Hi @support A strictly informational statement about stock such as “Product X 5mg dose now back in stock” could be considered exempt. The inclusion of the indication statement renders it no longer exempt. The inclusion of a product photo MAY render it no longer exempt. This piece should likely be submitted for an exempt opinion to assess if the product photo can be used while meeting exempt criteria.

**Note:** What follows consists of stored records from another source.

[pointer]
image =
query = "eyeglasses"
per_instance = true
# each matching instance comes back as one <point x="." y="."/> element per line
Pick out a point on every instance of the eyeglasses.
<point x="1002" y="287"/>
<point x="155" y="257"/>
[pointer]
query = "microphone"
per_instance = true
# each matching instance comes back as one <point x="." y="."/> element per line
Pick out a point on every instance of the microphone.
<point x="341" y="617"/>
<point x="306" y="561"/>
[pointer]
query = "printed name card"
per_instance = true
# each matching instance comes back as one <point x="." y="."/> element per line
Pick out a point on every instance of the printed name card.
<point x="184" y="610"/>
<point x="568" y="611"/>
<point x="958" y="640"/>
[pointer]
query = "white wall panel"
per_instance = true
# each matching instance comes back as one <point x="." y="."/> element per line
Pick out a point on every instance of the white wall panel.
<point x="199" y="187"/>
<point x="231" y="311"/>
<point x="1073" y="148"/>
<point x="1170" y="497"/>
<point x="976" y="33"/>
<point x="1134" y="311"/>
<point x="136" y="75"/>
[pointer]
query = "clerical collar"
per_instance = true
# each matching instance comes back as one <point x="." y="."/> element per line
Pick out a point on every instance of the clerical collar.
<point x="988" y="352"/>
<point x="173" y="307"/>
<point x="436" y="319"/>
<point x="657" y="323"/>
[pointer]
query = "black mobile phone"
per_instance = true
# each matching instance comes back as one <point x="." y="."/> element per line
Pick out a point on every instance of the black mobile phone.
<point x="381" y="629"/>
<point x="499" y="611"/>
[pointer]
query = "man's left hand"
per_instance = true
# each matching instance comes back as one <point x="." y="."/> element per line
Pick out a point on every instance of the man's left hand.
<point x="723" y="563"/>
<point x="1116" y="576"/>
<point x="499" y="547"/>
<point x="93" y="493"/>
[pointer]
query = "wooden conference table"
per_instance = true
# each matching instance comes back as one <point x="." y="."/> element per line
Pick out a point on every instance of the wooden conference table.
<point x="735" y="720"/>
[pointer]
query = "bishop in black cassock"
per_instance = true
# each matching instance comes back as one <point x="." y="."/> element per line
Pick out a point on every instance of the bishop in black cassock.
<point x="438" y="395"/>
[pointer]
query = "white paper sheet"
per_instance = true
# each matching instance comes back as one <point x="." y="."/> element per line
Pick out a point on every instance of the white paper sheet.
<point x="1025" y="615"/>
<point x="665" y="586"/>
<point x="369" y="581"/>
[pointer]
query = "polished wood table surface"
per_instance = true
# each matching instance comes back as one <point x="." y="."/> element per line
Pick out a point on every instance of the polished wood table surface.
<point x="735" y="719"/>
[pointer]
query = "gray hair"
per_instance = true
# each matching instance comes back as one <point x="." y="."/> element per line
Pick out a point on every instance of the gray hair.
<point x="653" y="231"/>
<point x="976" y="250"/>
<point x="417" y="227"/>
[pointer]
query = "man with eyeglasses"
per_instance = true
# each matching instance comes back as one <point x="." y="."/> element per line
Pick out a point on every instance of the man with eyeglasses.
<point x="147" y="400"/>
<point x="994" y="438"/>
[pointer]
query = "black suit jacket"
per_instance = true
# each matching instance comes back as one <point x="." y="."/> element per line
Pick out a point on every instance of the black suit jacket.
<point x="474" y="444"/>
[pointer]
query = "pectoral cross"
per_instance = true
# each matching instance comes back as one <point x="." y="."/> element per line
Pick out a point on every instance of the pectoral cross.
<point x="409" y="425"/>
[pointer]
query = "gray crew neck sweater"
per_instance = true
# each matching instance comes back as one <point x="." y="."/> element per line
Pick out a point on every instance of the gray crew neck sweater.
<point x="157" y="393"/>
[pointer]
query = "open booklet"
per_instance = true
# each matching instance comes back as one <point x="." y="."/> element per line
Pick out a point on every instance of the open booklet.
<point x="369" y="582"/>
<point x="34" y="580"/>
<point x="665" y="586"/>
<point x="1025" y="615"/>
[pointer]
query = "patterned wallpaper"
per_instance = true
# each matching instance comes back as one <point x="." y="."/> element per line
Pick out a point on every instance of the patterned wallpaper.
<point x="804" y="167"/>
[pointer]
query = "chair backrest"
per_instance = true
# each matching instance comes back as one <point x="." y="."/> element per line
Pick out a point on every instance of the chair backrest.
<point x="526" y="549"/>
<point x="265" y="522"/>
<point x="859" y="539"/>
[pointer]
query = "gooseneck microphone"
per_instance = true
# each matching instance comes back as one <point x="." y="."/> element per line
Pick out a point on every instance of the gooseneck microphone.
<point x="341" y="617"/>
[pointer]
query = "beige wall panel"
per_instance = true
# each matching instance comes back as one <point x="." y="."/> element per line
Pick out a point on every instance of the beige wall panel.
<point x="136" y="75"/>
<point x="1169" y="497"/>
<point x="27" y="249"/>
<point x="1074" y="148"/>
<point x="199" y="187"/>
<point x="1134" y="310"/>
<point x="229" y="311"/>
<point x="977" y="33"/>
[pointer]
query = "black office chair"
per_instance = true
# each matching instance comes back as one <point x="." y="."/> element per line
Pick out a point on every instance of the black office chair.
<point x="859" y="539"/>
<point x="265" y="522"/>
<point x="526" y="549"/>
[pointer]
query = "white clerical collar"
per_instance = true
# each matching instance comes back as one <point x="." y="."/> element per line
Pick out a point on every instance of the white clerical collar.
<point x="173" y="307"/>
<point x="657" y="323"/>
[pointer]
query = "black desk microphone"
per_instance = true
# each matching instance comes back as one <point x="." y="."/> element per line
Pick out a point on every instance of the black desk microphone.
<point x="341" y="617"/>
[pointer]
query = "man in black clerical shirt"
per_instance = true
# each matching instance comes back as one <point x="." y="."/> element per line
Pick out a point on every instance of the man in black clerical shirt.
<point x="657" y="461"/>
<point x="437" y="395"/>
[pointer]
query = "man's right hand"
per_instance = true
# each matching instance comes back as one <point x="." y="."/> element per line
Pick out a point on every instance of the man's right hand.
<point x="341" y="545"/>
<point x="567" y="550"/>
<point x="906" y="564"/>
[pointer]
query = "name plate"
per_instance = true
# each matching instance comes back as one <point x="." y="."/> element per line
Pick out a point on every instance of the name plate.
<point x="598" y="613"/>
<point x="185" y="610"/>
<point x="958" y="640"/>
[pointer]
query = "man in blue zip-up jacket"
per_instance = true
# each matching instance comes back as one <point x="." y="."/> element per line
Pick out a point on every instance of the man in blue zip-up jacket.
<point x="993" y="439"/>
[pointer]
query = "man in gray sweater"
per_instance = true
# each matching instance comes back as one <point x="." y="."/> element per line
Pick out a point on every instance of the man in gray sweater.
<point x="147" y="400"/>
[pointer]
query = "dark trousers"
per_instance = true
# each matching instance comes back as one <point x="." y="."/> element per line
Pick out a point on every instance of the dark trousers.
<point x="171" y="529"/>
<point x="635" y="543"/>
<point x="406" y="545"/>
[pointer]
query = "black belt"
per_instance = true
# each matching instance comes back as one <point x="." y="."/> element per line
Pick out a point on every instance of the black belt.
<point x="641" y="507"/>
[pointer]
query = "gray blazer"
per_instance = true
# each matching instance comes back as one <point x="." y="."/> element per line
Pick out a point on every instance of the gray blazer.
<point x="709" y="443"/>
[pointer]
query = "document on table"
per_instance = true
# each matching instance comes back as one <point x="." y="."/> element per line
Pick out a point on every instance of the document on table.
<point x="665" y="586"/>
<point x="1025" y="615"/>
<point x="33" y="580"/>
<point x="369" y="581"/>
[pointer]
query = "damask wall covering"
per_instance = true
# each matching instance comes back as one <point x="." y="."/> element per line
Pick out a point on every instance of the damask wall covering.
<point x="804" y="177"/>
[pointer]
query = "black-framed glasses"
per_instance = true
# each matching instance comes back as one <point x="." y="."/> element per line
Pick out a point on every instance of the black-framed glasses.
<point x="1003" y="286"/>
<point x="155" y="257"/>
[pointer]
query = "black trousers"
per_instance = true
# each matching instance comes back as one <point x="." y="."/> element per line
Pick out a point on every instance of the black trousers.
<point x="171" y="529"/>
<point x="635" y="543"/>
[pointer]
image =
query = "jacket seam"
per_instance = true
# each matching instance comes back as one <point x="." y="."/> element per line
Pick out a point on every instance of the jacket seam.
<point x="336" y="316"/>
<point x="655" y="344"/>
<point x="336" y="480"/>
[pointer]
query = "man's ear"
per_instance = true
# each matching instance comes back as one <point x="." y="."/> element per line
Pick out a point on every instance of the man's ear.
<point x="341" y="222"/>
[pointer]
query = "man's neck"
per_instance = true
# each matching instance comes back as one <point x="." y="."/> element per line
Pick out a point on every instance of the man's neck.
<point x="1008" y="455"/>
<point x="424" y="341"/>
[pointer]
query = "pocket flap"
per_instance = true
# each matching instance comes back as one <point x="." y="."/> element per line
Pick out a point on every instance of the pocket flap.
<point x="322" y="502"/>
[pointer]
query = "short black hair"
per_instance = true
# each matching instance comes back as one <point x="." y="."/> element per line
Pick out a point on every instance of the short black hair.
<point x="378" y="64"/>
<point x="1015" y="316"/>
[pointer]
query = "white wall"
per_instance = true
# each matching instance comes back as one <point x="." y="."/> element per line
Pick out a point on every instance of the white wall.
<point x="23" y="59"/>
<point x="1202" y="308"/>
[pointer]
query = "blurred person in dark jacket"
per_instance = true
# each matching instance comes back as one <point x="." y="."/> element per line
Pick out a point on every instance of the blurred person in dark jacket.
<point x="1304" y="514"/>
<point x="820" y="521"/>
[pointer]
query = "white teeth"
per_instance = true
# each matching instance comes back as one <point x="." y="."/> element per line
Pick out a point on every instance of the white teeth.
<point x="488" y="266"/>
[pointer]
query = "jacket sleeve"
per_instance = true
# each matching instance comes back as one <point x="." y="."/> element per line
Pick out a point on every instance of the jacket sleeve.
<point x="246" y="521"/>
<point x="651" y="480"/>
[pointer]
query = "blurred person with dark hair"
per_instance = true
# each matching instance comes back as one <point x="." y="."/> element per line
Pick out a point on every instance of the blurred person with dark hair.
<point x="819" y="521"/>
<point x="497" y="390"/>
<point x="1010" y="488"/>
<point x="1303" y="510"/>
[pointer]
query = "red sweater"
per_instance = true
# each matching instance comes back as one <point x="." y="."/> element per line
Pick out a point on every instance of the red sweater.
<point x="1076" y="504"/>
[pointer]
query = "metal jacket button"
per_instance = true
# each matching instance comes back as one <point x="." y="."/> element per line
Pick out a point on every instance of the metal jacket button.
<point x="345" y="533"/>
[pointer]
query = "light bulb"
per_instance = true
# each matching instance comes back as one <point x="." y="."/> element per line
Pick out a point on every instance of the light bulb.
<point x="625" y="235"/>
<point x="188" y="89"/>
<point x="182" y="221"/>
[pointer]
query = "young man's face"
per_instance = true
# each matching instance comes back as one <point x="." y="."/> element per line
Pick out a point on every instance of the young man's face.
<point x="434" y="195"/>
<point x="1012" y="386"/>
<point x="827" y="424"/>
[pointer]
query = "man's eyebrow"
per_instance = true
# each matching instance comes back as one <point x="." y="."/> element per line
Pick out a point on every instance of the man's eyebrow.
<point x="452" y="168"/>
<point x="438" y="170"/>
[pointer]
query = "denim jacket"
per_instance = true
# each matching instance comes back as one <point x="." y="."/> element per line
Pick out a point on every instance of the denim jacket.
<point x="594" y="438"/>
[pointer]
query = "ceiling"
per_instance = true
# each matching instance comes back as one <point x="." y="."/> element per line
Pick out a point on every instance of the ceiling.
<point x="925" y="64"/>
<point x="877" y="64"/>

Hey @dmauri Great question. As long as the study publication does not contain information suggesting dosing practices inconsistent with Canadian labelling, the manufacturer’s Medical/Regulatory Affairs department can confirm that the dosing in the jurisdiction where the study was conducted is the same as it is in Canada. When it comes to “SoC”, per 1.7 of the Guidance on Real-World Evidence/Data, remember that pooled comparisons are not acceptable which would render the second half of the question moot. However, if you are referring to SoC in a single-arm study (per Advisory: RWE Single-Arm Studies of Previously Treated Patients), we would look to ensure that the overwhelming majority of patients were on a product available in Canada/indicated in the same population in Canada. Regarding "SoC", please note the guidance's remarks on representing the marketplace versus exclusions by design. An opinion can be a great mechanism to get specific guidance on an individual study as it allows for assessment of the study design, therapeutic area, and indicated product(s).

Hey @JDilly11 Hard to provide comments without seeing the updated TMA copy. This question is likely better submitted as an opinion so that we can look at the update and the nature of the claims being made in current or proposed future pieces. As a general guiding principle, the assessment is made by looking at the update in combination with the APS copy to ensure it reflects the same context as the TMA. If there is something that would trigger the inclusion, then it will likely have to be added. Whether both data presentations are required will also depend on the APS copy and the finalized TMA copy.